Monday, January 31, 2011

California Redistricting: Another Look

I’m still trying to figure out who California redistricting is going to benefit.

Reasons to help the Democrats
1. If you put 100,000 Democrats from Democratic districts into Republican districts and vice-versa you’d end up with more Democratic districts. Current Democratic districts are really Democratic. Current Republican districts are mostly somewhat Republican.
2. I’ve seen a number of maps using Dave’s Redistricting App and made a couple myself. Each time you end up with a number of currently Republican districts with less McCain votes than the current districts.
3. California is trending Democratic.

Reasons to help the Republicans
1. Democrats currently control 64% of the congressional districts. That’s a higher percentage than any results from any California statewide office in 2006, 2008, or 2010.
2. Democrats are more likely to live in heavily Democratic areas than Republicans do. No matter how you draw the districts there are going to be a number of them that are very very Democratic, leaving less Democrats for the remaining districts.
3. If you only use Obama-McCain numbers, as Dave’s does, you may be overestimating Democratic strength. As the chart below shows, Obama exceeded Kerry’s totals by at least 6 points in every Republican district, but only 21 of the 34 districts Democrats hold. So the districts appear to lean more Democratic than they currently do.


Confused? Yeah? Let me confuse you more. In 2006 congressional Democrats beat Republicans nationally by 8 points nationally and by 16 points in California. That makes sense. California is going to overindex because of how Democratic it is. In 2010 Republicans won the congressional vote by 8 points, but in California Democrats won by 12 points. They didn’t drop by nearly as much as they did nationally. On the other hand, Republicans gained the 7% in the California senate race, a margin that fits in with the national results.

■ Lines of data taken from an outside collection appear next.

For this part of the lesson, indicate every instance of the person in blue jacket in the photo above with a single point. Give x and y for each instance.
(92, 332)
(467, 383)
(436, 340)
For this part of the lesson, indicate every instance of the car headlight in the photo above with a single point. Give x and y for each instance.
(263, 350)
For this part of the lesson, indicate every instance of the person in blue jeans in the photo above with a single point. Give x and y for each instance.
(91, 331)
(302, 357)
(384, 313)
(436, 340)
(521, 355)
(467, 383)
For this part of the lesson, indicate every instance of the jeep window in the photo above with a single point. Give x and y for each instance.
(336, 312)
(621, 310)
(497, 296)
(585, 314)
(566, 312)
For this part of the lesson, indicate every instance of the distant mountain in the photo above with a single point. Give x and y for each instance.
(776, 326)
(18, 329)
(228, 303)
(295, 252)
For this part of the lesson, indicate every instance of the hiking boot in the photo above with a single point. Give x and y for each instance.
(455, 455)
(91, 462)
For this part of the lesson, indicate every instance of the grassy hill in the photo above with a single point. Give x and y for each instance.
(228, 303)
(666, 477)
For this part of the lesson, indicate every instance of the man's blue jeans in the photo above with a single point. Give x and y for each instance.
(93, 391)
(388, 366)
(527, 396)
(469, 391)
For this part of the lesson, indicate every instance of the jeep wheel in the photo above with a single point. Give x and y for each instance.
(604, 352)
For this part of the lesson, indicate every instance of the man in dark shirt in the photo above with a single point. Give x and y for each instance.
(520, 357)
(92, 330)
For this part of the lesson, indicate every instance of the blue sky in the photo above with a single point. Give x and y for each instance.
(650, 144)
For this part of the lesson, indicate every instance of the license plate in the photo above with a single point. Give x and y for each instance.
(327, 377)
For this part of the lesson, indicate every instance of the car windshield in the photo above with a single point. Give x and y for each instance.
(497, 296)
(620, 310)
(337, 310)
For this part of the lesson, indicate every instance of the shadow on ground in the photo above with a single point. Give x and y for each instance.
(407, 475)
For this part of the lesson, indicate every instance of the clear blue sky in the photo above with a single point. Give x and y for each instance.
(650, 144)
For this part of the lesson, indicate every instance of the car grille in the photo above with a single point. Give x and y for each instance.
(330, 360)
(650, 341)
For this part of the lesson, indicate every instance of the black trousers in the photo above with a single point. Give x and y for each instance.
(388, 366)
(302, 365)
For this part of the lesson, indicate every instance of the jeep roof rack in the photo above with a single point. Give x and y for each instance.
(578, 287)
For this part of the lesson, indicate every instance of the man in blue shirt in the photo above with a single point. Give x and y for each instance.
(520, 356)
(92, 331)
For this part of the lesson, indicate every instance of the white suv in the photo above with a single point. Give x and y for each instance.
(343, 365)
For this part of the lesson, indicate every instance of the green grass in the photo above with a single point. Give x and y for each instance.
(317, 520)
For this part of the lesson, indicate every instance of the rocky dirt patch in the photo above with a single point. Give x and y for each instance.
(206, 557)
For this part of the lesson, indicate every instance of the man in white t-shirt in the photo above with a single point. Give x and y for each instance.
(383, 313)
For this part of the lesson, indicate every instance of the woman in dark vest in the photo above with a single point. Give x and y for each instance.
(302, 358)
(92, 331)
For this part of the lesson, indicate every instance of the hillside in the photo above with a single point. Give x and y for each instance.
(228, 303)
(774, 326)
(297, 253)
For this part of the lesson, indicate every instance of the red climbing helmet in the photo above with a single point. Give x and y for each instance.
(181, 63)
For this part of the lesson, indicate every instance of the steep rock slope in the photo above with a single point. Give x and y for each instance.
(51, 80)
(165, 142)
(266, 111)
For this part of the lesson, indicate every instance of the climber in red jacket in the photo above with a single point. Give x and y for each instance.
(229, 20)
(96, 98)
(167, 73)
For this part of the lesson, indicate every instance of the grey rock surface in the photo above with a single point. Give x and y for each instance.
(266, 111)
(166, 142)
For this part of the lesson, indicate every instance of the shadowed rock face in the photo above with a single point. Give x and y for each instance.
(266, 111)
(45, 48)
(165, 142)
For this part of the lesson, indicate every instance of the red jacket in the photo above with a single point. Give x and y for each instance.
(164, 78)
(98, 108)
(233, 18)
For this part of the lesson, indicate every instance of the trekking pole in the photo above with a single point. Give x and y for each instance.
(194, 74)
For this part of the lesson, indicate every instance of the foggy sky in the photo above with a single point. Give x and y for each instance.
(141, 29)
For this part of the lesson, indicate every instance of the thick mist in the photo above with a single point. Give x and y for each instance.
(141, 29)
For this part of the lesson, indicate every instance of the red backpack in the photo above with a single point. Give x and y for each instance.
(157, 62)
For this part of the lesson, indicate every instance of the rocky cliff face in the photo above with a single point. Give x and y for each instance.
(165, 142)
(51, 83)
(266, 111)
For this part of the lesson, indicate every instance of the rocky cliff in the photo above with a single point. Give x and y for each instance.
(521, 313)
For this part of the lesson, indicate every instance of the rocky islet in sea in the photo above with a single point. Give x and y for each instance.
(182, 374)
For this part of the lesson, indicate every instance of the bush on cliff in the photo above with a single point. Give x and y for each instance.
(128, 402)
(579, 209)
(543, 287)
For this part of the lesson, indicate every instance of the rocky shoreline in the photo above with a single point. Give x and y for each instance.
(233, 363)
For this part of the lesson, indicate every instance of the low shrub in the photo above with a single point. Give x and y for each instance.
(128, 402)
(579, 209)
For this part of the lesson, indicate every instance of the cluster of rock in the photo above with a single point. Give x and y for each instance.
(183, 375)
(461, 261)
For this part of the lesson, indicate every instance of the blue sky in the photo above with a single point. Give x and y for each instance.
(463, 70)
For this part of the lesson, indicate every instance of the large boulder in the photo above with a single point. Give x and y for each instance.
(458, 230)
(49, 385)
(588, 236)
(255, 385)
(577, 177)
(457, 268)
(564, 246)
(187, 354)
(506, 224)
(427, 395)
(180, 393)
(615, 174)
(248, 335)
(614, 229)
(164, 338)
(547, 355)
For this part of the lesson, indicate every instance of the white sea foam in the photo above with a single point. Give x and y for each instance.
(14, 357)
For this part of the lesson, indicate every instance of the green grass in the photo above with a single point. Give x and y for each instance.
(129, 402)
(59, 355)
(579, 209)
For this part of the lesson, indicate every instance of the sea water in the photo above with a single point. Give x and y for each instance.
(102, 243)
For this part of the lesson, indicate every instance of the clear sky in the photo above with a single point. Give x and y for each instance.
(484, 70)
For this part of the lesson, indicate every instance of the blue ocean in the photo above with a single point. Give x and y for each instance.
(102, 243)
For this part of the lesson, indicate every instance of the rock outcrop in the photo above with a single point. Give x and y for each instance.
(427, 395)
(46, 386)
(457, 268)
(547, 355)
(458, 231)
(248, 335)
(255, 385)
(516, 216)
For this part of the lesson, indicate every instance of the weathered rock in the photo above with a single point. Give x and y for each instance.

If you look at the 7 2006 statewide races Democrats only beat Republicans by 3.5 points. In 2010, Democrats beat Republicans by 13.5 points in the same races. They increased their share in 6 of the 7 statewide races. So it was across the board, not just a better gubernatorial contest.


To sum up:
1. Republicans improved from 2006 to 2010 in congressional races, but not as much as they did nationally.
2. Republicans improved from 2006 to 2010 in the senate race as much as they did nationally.
3. The statewide races produced the opposite results of the congressional and senate races.

What does this mean for 2012? I have no clue.